VOGONS


First post, by superfury

User metadata
Rank l33t++
Rank
l33t++

I'm currently using the following code for low-pass and high-pass filtering all my generated signals:
Header with all typedefs:

#ifndef FILTER_H
#define FILTER_H

#include "headers/types.h" //Basic types!

typedef struct
{
byte isInit; //Initialized filter?
byte isFirstSample; //First sample?
float sound_last_result; //Last result!
float sound_last_sample; //Last sample!

float alpha; //Solid value that doesn't change for the filter, until the filter is updated!

//General filter information and settings set for the filter!
byte isHighPass;
float cutoff_freq;
float samplerate;
} HIGHLOWPASSFILTER; //High or low pass filter!

//Global high and low pass filters support!
void initSoundFilter(HIGHLOWPASSFILTER *filter, byte ishighpass, float cutoff_freq, float samplerate); //Initialize the filter!
void updateSoundFilter(HIGHLOWPASSFILTER *filter, byte ishighpass, float cutoff_freq, float samplerate); //Update the filter information/type!
void applySoundFilter(HIGHLOWPASSFILTER *filter, float *currentsample); //Apply the filter to a sample stream!

#endif

Code for processing the selected filter:

#include "headers/support/filters.h" //Our filter definitions!

void updateSoundFilter(HIGHLOWPASSFILTER *filter, byte ishighpass, float cutoff_freq, float samplerate)
{
filter->isHighPass = ishighpass; //Highpass filter?
if (filter->isInit || (filter->cutoff_freq!=cutoff_freq) || (filter->samplerate!=samplerate) || (ishighpass!=filter->isHighPass)) //We're to update?
{
if (ishighpass) //High-pass filter?
{
float RC = (1.0f / (cutoff_freq * (2.0f * (float)PI))); //RC is used multiple times, calculate once!
filter->alpha = (RC / (RC + (1.0f / samplerate))); //Alpha value to use!
}
else //Low-pass filter?
{
float dt = (1.0f / samplerate); //DT is used multiple times, calculate once!
filter->alpha = (dt / ((1.0f / (cutoff_freq * (2.0f * (float)PI))) + dt)); //Alpha value to use!
}
}
filter->isHighPass = ishighpass; //Hi-pass filter?
filter->cutoff_freq = cutoff_freq; //New cutoff frequency!
filter->samplerate = samplerate; //New samplerate!
}

void initSoundFilter(HIGHLOWPASSFILTER *filter, byte ishighpass, float cutoff_freq, float samplerate)
{
filter->isInit = 1; //We're an Init!
filter->isFirstSample = 1; //We're the first sample!
updateSoundFilter(filter,ishighpass,cutoff_freq,samplerate); //Init our filter!
}

void applySoundFilter(HIGHLOWPASSFILTER *filter, float *currentsample)
{
INLINEREGISTER float last_result;
if (filter->isFirstSample) //No last?
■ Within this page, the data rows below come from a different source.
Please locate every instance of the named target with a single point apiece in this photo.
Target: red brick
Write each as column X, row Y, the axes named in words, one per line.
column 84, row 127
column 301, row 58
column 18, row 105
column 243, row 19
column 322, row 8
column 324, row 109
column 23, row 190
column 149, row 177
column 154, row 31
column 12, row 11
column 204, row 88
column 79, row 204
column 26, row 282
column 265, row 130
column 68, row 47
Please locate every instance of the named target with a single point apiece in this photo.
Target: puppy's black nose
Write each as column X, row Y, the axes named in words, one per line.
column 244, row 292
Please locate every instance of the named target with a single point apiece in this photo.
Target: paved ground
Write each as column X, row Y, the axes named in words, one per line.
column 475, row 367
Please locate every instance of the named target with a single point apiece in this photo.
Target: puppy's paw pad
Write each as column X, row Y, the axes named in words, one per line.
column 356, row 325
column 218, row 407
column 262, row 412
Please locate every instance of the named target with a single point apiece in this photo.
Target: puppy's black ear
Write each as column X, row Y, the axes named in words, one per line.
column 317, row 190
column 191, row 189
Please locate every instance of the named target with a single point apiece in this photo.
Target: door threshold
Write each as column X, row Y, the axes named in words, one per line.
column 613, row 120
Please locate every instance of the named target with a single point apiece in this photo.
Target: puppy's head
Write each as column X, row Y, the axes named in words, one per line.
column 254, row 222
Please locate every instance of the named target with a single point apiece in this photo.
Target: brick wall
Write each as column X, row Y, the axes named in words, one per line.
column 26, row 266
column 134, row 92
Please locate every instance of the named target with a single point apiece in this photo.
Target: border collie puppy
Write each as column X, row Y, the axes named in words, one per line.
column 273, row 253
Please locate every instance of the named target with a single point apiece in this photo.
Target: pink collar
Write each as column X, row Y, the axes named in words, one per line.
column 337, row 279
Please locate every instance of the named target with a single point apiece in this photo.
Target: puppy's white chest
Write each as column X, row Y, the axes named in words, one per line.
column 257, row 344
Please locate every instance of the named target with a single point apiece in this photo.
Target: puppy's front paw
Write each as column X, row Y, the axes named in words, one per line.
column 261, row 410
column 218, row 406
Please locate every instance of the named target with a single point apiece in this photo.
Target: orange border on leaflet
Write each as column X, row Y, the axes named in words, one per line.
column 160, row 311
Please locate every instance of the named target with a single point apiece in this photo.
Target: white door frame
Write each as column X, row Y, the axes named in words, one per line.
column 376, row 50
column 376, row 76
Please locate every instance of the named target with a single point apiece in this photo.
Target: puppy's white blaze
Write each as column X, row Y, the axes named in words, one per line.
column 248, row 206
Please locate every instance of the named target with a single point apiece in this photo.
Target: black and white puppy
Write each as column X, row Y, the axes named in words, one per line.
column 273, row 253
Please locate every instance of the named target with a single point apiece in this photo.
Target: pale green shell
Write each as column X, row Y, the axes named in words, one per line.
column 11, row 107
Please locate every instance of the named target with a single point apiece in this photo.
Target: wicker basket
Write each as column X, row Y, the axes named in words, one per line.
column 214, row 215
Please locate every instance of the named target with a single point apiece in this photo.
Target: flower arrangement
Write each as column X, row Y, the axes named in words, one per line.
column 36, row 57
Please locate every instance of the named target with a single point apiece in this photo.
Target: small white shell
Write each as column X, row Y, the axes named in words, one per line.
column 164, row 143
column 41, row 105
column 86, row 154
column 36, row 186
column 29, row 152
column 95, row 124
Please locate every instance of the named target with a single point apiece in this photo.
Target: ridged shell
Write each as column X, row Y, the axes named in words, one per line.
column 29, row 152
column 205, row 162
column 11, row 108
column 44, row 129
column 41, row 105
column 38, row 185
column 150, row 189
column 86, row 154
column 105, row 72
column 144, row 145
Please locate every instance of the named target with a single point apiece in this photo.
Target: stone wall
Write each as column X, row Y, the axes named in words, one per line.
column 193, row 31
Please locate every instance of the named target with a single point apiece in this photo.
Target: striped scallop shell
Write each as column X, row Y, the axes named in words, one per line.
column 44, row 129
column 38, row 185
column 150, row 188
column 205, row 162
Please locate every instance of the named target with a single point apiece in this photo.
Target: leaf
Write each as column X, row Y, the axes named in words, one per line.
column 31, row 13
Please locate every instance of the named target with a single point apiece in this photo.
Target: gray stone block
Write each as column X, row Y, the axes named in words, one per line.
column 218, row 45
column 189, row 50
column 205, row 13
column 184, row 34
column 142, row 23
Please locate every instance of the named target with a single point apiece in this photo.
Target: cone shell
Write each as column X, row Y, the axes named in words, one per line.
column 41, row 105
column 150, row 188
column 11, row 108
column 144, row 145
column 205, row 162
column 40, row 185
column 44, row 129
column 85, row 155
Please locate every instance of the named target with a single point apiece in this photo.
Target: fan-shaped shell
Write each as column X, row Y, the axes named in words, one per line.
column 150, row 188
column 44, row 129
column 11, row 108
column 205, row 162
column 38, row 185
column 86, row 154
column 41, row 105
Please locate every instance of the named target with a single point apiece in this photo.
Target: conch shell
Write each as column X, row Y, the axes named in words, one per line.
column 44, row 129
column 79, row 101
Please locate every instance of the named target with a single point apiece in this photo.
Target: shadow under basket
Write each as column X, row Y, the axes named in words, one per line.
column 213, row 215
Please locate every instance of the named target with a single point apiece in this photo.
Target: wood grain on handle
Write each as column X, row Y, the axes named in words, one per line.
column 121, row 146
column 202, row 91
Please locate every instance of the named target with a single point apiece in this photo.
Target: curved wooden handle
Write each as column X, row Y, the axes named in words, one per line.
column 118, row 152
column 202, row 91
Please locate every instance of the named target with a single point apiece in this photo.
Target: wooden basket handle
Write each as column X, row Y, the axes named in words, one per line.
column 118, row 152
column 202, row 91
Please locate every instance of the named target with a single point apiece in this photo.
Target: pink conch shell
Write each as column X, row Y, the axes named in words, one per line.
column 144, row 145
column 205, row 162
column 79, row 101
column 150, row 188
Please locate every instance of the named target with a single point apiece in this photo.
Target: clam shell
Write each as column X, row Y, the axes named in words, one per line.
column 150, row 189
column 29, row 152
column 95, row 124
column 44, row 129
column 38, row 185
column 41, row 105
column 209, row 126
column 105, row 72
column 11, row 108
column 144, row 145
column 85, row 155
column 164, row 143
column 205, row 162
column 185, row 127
Only executed once when starting playback!
{
filter->sound_last_result = filter->sound_last_sample = *currentsample; //Save the current sample!
filter->isFirstSample = 0; //Not the first sample anymore!
return; //Abort: don't filter the first sample!
}
last_result = filter->sound_last_result; //Load the last result to process!
if (filter->isHighPass) //High-pass filter?
{
last_result = filter->alpha * (last_result + *currentsample - filter->sound_last_sample);
}
else //Low-pass filter?
{
last_result += (filter->alpha*(*currentsample-last_result));
}
filter->sound_last_sample = *currentsample; //The last sample that was processed!
*currentsample = filter->sound_last_result = last_result; //Give the new result!
}

But it's running very slowly, even on fast systems(Intel i7 4.0GHz processing a 3.57MHz(Game Blaster) PWM signal by low-pass filtering). Is there a way to optimize this to be fast? Or is this already as fast as it can be?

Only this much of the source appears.